Tuesday, September 29, 2015

The day after: Russians are waking up today and they are scrambling trying to figure out (or deny) what they saw happened with Putin at the UN under the Bloody Moon

While Russia's state media and a reliable constituency of Putin's fans and supporters celebrate dutifully yet another Putin's victory and triumph (without ever touching Putin's recognition of the Nazi rule in Ukraine as legitimate and refusing to recognize them as an anti-Russian fascist regime, etc.), Putin's appearance at the UN, his speech and his whole conduct threw many Russians (judging by their comments on the Internet) into a state of moral, political, and cognitive disarray and disorientation, ranging from (a deja vu of) humiliation to utter desperation. While trying to pacify (neutralize) the now aborted and quarantined anti-fascist, pro-Russian uprising of Donbass on the basis of Minsk, Putin is belatedly increasing Russia's involvement in Syria, opening thus for Russia a second front. This is combined with an economic crisis, which actually started already in 2013 and was preceded by stagnation. On the same day, under the watch of the US "leading from behind," the Taliban seized a 300,000 city of Kunduz sitting almost on the border of Tajikistan, thus signaling that the Taliban is back in full force and opening a new front in Central Asia, while ISIS has already established its presence there as well.

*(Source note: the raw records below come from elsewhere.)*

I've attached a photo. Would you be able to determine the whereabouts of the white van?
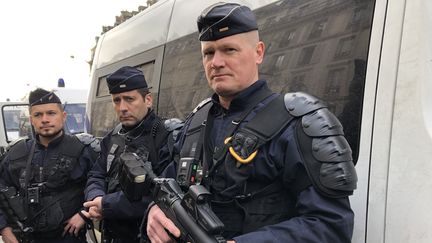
[87,0,432,243]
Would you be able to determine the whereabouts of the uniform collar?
[212,80,272,111]
[119,110,156,140]
[36,130,65,148]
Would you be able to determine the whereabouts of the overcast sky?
[0,0,147,101]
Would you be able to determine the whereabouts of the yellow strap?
[224,137,258,164]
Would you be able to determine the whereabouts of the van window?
[158,0,375,161]
[64,104,86,134]
[2,105,32,143]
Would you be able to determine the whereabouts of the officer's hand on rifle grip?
[0,227,19,243]
[147,205,180,243]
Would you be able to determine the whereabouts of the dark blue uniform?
[160,80,355,243]
[0,134,97,243]
[85,112,170,243]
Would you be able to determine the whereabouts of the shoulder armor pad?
[163,118,184,132]
[6,137,29,160]
[302,108,344,137]
[290,94,357,197]
[192,98,211,114]
[284,92,327,117]
[111,123,122,135]
[75,133,101,153]
[6,136,30,151]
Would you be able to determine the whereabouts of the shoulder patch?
[284,92,327,117]
[192,98,211,114]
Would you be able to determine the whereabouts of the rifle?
[119,153,226,243]
[0,187,33,243]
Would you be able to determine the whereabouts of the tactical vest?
[179,90,356,239]
[104,117,171,239]
[9,135,86,234]
[107,118,170,193]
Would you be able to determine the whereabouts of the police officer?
[0,89,98,243]
[84,66,181,243]
[147,3,357,243]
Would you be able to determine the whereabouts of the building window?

In this situation, many Russians are waking up to a realization of painful helplessness and, when coming face to face with the ever more dawning terrible truth, are pondering whether they just have to hold on to the blind faith to the very end or whether, in the encounter of the brain with the truth, they should turn on the truth, but perhaps first by turning off (or against) the brain itself--just like these very same policies, which brought them to this point turned against the outstanding father of Novorossiya and the Russian Mir in Ukraine, Alexey Mozgovoy, whose name coincidentally also means "the brain" or "man of the brain."

In his political career, Putin has just reached his Rubicon--one can fake so many things only for so long and only for a definitive number of people.